Em sete dias de programa, o "cancelamento" foi cancelado, depois "cancelar" virou regra e agora "cancelar" virou a exceção à regra. Como diria o atual brother mais cancelado, o jovem ator, produtor, cantor, rapper, poeta, secundarista, militante e negro Lucas Penteado, “eu não estou entendendo nada”.

E não dá para entender mesmo. O sucesso da última edição tinha sido justamente pela guinada do programa em direção ao reality A Fazenda, da Record, mas em sete dias a carreira dos famosos derreteram de grandes icebergs a pequenos granizos chatos em uma chuva de verão.

A impressão é que todos os participantes passaram pelo curso de atores de Fátima Toledo, conhecida pelas técnicas experimentais, em preparação para um filme da franquia "Jogos Mortais" —que assim como o programa da Globo, parte da mesma premissa do livro "1984", de George Orwell.

O fato de que as primeiras provas, de líder e de imunidade, foram vencidas pela mesma dupla de participantes negros, parecia indicar que o caminho para a terra prometida de Wakanda estava livre. Mas o clima neste momento está mais para as histórias dos europeus que, durante a colonização da África, mandavam os próprios africanos puxarem o gatilho contra seus líderes. No BBB, eles julgam de forma precoce seus iguais, rapidamente os transformam em vilões e mostram a força desproporcional de um falso axé.

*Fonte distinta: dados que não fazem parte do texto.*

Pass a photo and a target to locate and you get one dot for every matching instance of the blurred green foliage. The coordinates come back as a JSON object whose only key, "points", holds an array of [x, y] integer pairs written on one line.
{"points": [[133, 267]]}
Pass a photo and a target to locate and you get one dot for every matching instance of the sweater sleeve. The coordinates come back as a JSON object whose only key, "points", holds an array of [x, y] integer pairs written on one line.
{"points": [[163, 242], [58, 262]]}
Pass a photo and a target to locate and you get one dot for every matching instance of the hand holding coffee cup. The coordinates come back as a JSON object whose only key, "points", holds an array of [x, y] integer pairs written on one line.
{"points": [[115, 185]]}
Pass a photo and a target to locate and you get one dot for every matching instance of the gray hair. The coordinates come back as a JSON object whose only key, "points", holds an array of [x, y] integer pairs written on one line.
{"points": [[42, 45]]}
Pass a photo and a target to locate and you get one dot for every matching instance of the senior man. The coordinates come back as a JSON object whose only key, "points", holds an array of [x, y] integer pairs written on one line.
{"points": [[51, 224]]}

O Big Brother perdeu a leveza dos casais improváveis, das brigas por cama e por quem vai tomar banho primeiro. Hoje os desentendimentos sobre o miojo roubado despertam gatilhos nos participantes a ponto de eles ficarem esgotados. Não está legal.

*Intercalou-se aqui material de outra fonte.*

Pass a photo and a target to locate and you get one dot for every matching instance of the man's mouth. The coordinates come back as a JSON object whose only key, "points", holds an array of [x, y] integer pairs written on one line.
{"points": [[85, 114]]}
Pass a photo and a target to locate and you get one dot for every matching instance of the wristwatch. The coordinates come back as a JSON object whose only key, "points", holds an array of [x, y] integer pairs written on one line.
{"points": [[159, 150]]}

Hoje o programa brinca com as esperanças de mudar de vida dos mais humildes, e as mistura num caldeirão com a arrogância dos famosos em busca da consolidação de suas carreiras —o que basicamente tem significado mais seguidores no Instagram. Famosos, aliás, felizes por estarem no programa, mas muito bem cancelados em shows, Twitter, programas de TV, e por Anitta, Emicida, Neymar, Jojo Todynho e até Mark Hamill, que interpreta Luke Skywalker.

Esperamos que tudo isso seja apenas um sonho da MC Pocah, já que quando se trata de Big Brother Brasil você já sabe, “cada mergulho é um flash”.

Erramos: o texto foi alterado

A primeira edição do Big Brother Brasil teve um participante homossexual, André Gabeh. O texto foi corrigido.